Condities

Waar of niet waar?

In dit hoofdstuk zal je vaak moeten controleren of iets waar of niet waar is. Softwareontwikkelaars spreken dan van True of False.

Vaak vertrekken we dan vergelijkingen. We kunnen waarden vergelijken met de hulp van vergelijkingsoperatoren. Je zag al wiskundige operatoren zoals + en -. Maar er zijn nog andere operatoren.

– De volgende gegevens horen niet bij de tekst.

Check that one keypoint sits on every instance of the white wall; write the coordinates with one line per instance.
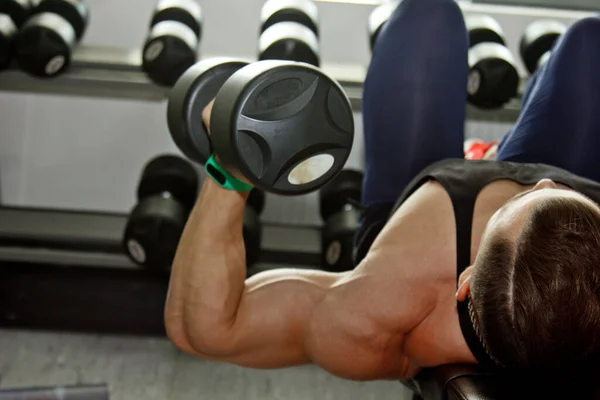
(86, 153)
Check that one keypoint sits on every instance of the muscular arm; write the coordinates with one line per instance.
(350, 324)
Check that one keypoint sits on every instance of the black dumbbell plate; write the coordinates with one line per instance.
(286, 126)
(197, 87)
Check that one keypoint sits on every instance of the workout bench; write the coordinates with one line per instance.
(470, 382)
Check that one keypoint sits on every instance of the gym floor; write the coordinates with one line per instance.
(153, 369)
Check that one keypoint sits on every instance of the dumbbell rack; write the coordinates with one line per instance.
(116, 73)
(66, 270)
(62, 270)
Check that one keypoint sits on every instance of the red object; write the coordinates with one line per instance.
(477, 150)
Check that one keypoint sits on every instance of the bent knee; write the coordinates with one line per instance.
(583, 34)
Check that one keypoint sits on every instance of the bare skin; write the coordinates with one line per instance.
(394, 314)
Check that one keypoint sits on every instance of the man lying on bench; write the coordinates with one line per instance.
(459, 261)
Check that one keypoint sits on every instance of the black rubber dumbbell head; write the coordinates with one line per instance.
(285, 126)
(378, 18)
(345, 188)
(17, 10)
(304, 12)
(256, 200)
(187, 12)
(252, 227)
(172, 175)
(192, 92)
(484, 29)
(170, 49)
(43, 45)
(75, 12)
(493, 77)
(289, 41)
(166, 194)
(337, 240)
(7, 32)
(538, 39)
(339, 201)
(153, 231)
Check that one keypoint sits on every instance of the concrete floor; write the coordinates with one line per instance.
(152, 369)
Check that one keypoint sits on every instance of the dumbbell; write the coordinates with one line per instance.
(289, 31)
(252, 227)
(171, 46)
(493, 75)
(287, 127)
(13, 14)
(166, 194)
(339, 201)
(8, 29)
(378, 17)
(45, 43)
(537, 42)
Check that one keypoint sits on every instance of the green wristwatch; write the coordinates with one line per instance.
(222, 177)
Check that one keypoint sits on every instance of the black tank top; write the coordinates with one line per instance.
(463, 180)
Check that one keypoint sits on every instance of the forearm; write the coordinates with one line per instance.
(209, 269)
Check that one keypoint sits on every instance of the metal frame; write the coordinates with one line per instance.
(116, 73)
(62, 270)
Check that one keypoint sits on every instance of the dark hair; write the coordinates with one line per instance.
(536, 299)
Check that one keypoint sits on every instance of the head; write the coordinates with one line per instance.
(534, 288)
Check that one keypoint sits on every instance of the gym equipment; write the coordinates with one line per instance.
(537, 42)
(17, 10)
(339, 206)
(171, 46)
(13, 14)
(252, 228)
(166, 194)
(7, 31)
(493, 76)
(285, 126)
(378, 18)
(45, 43)
(289, 31)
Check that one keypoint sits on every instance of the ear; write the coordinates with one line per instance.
(464, 284)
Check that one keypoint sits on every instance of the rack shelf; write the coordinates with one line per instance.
(116, 73)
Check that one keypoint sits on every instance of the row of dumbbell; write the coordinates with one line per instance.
(288, 31)
(494, 79)
(167, 192)
(41, 36)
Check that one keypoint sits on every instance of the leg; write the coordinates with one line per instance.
(414, 103)
(560, 123)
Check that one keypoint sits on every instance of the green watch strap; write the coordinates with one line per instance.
(222, 177)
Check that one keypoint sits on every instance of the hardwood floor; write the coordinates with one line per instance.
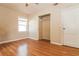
(37, 48)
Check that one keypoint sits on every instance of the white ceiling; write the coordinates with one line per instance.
(33, 8)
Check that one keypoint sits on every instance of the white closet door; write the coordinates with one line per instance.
(70, 22)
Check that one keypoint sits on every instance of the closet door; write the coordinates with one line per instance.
(70, 22)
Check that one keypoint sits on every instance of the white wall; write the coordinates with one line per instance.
(9, 22)
(70, 20)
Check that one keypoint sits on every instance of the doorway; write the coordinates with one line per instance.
(44, 27)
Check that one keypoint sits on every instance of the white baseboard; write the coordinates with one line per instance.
(56, 43)
(11, 40)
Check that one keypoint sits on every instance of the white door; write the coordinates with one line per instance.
(70, 22)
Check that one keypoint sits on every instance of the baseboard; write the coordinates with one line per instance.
(56, 43)
(11, 40)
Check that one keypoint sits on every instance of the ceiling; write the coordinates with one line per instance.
(33, 8)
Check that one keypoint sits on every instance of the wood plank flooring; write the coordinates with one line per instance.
(37, 48)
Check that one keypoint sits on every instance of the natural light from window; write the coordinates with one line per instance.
(22, 24)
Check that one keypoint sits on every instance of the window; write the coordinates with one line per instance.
(22, 24)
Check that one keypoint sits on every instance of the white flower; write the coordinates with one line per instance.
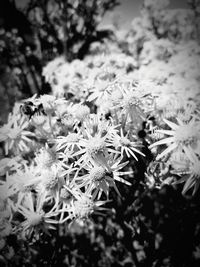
(101, 177)
(35, 217)
(124, 144)
(181, 136)
(15, 136)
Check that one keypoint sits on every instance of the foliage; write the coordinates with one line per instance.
(104, 171)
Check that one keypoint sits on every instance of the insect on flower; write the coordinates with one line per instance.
(30, 109)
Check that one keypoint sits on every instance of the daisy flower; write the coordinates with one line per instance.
(92, 149)
(15, 136)
(82, 207)
(125, 145)
(35, 219)
(130, 103)
(181, 136)
(189, 170)
(69, 142)
(101, 177)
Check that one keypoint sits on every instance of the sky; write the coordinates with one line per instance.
(126, 11)
(129, 9)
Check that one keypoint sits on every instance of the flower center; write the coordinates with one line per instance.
(125, 141)
(72, 138)
(95, 146)
(185, 135)
(97, 174)
(35, 218)
(83, 207)
(65, 194)
(81, 112)
(196, 169)
(50, 180)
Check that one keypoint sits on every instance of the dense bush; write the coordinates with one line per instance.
(104, 170)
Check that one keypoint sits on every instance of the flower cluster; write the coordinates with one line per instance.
(69, 158)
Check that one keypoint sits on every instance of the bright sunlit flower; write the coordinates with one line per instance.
(190, 173)
(35, 217)
(15, 136)
(125, 145)
(82, 208)
(181, 136)
(101, 178)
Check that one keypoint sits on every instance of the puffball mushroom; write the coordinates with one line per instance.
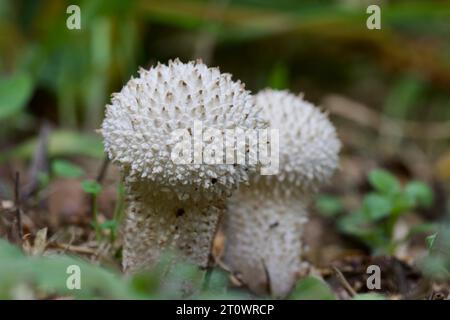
(265, 221)
(172, 205)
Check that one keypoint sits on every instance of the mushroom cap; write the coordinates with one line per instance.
(264, 240)
(141, 119)
(308, 144)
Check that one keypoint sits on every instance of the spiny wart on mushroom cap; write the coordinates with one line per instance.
(309, 146)
(141, 118)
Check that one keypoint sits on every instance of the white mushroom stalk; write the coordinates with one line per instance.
(265, 221)
(173, 205)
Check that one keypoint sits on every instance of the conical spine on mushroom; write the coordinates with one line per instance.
(157, 222)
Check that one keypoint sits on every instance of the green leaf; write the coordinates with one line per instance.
(61, 143)
(420, 193)
(66, 169)
(376, 206)
(401, 204)
(109, 224)
(384, 182)
(312, 288)
(328, 206)
(15, 92)
(279, 77)
(91, 187)
(430, 240)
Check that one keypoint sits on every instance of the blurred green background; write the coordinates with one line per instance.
(388, 90)
(65, 77)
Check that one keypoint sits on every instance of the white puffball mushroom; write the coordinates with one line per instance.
(265, 221)
(173, 205)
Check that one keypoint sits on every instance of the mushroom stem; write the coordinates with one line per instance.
(264, 244)
(156, 222)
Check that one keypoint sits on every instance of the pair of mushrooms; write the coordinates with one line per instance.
(179, 206)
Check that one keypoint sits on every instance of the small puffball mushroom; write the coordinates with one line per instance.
(265, 220)
(172, 205)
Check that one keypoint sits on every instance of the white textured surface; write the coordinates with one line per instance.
(156, 222)
(264, 241)
(309, 146)
(308, 152)
(138, 137)
(141, 118)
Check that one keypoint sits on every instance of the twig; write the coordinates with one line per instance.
(39, 162)
(17, 205)
(102, 173)
(366, 117)
(344, 282)
(72, 248)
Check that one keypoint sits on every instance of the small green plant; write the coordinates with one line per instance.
(437, 264)
(375, 221)
(46, 276)
(66, 169)
(312, 288)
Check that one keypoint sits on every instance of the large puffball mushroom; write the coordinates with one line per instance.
(173, 204)
(265, 220)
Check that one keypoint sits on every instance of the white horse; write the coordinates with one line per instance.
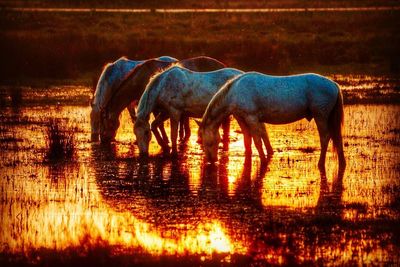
(132, 87)
(254, 99)
(111, 77)
(177, 91)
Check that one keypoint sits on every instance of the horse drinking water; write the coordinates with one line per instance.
(254, 99)
(111, 77)
(134, 84)
(176, 91)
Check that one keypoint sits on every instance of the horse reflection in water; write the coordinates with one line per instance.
(157, 190)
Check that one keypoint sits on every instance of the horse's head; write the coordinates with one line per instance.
(210, 139)
(143, 135)
(109, 123)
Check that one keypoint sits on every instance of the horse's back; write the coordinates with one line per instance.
(284, 99)
(202, 63)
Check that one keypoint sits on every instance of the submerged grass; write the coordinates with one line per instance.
(60, 141)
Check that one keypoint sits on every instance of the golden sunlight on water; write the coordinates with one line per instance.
(107, 196)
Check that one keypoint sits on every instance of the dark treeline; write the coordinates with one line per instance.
(72, 46)
(197, 4)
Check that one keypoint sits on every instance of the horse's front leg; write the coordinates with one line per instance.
(175, 117)
(265, 138)
(184, 129)
(155, 125)
(324, 137)
(132, 111)
(225, 128)
(246, 136)
(256, 129)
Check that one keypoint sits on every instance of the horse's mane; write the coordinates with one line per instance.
(213, 109)
(99, 94)
(134, 71)
(146, 102)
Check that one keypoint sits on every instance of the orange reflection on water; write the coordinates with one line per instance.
(182, 206)
(71, 212)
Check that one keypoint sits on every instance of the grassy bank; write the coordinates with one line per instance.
(75, 46)
(197, 4)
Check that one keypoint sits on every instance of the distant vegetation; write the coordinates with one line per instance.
(77, 45)
(198, 4)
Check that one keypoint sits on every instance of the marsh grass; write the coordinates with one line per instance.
(60, 141)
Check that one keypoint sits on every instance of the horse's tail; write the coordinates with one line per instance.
(335, 123)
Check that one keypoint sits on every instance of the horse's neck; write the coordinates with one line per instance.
(216, 115)
(133, 88)
(148, 99)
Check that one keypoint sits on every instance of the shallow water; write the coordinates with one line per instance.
(138, 210)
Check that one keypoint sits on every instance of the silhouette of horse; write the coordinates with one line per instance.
(134, 84)
(110, 79)
(254, 99)
(177, 91)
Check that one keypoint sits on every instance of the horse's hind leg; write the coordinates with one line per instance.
(184, 129)
(265, 138)
(132, 111)
(225, 128)
(246, 136)
(324, 137)
(175, 117)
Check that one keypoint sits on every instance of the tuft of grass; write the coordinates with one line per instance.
(60, 141)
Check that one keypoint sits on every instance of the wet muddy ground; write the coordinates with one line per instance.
(104, 205)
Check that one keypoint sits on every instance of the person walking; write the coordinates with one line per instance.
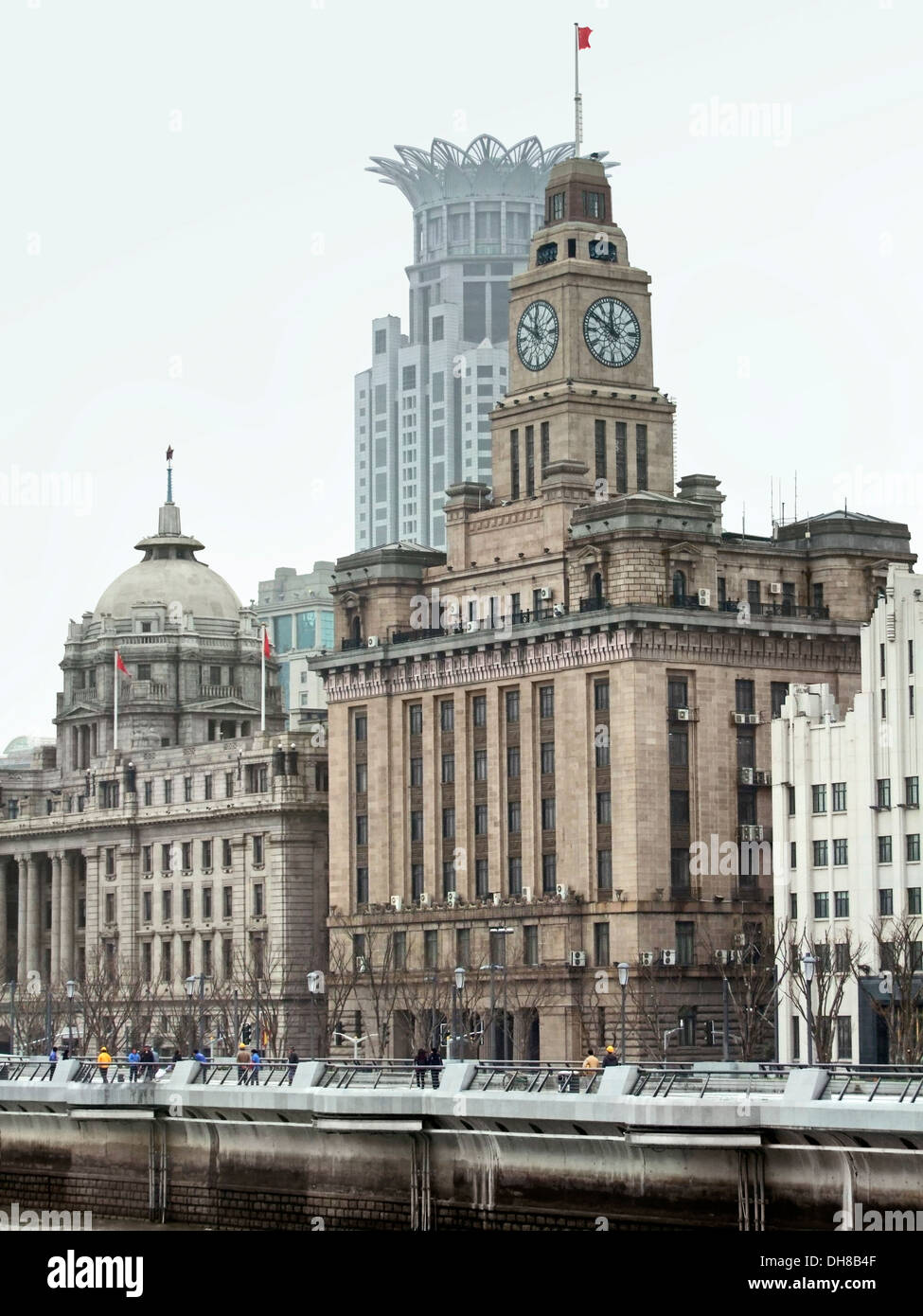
(242, 1065)
(104, 1059)
(293, 1065)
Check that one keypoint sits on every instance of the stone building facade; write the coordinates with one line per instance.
(191, 845)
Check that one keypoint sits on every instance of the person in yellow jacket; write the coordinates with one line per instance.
(104, 1059)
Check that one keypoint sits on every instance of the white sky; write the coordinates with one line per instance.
(212, 287)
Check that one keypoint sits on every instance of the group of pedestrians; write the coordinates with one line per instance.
(427, 1062)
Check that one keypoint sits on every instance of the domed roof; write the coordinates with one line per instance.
(170, 574)
(196, 587)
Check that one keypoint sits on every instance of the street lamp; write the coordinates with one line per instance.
(623, 984)
(189, 989)
(457, 987)
(808, 969)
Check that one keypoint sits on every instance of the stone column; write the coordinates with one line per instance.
(21, 897)
(33, 917)
(67, 916)
(56, 916)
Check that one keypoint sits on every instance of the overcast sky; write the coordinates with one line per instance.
(191, 254)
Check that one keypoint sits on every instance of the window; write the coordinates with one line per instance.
(431, 948)
(481, 878)
(549, 873)
(684, 937)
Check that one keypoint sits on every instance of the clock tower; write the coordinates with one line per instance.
(581, 364)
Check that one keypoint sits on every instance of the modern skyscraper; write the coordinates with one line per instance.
(423, 408)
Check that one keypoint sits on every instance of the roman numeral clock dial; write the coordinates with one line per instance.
(612, 331)
(538, 334)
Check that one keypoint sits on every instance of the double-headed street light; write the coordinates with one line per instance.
(623, 985)
(808, 964)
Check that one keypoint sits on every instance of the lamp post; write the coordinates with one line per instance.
(623, 985)
(808, 969)
(189, 989)
(457, 987)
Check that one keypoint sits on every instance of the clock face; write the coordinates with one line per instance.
(538, 334)
(612, 331)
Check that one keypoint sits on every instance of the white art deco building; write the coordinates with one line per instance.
(847, 830)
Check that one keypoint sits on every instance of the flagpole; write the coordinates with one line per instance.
(577, 91)
(262, 682)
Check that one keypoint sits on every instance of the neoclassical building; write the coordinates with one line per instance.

getal1 > getal2 # waar als getal1 groter is dan getal2
getal1 < getal2 # waar als getal1 kleiner is dan getal2
getal1 >= getal2 # waar als getal1 groter of gelijk is aan getal2
getal1 <= getal2 # waar als getal1 kleiner of gelijk is aan getal2
getal1 == getal2 # waar als getal1 gelijk is aan getal twee

Je kan zelfs voorwaarden combineren:

getal1 > getal2 or getal1 > getal3 # het eerste OF het tweede deel moet waar zijn
getal1 > getal2 and getal1 > getal3 # het eerste EN het tweede deel moet waar zijn
getal1 < getal2 and getal1 >= getal2 # wat denk je zelf?

Wat zijn condities?

Een conditie in Python gebruik je om een bepaalde actie uit te voeren alleen als aan een bepaalde voorwaarde is voldaan. Dit doe je met de sleutelwoorden if, elif en else.

If

if gebruik je om een blok code alleen uit te voeren als een bepaalde conditie waar is. De syntax ziet er als volgt uit:

if conditie:
    # code die uitgevoerd wordt als de conditie waar is

Laten we dit illustreren met een voorbeeld:

leeftijd = 18

if leeftijd >= 18:
    print("Je bent een volwassene.")

In dit voorbeeld wordt de zin “Je bent een volwassene.” alleen afgedrukt als de waarde van leeftijd groter dan of gelijk aan 18 is.

Else

else gebruik je om een blok code uit te voeren als de if-conditie niet waar is. Dit ziet er als volgt uit:

if conditie:
    # code die uitgevoerd wordt als de conditie waar is
else:
    # code die uitgevoerd wordt als de conditie niet waar is

Een voorbeeld:

leeftijd = 16

if leeftijd >= 18:
    print("Je bent een volwassene.")
else:
    print("Je bent een minderjarige.")

Hier wordt de zin “Je bent een minderjarige.” afgedrukt omdat de waarde van leeftijd kleiner is dan 18.

Elif

elif (else if) gebruik je om meerdere condities te testen. Als de eerste if-conditie niet waar is, test de elif-verklaring een nieuwe conditie. Je kunt meerdere elif’s gebruiken om verschillende condities te testen.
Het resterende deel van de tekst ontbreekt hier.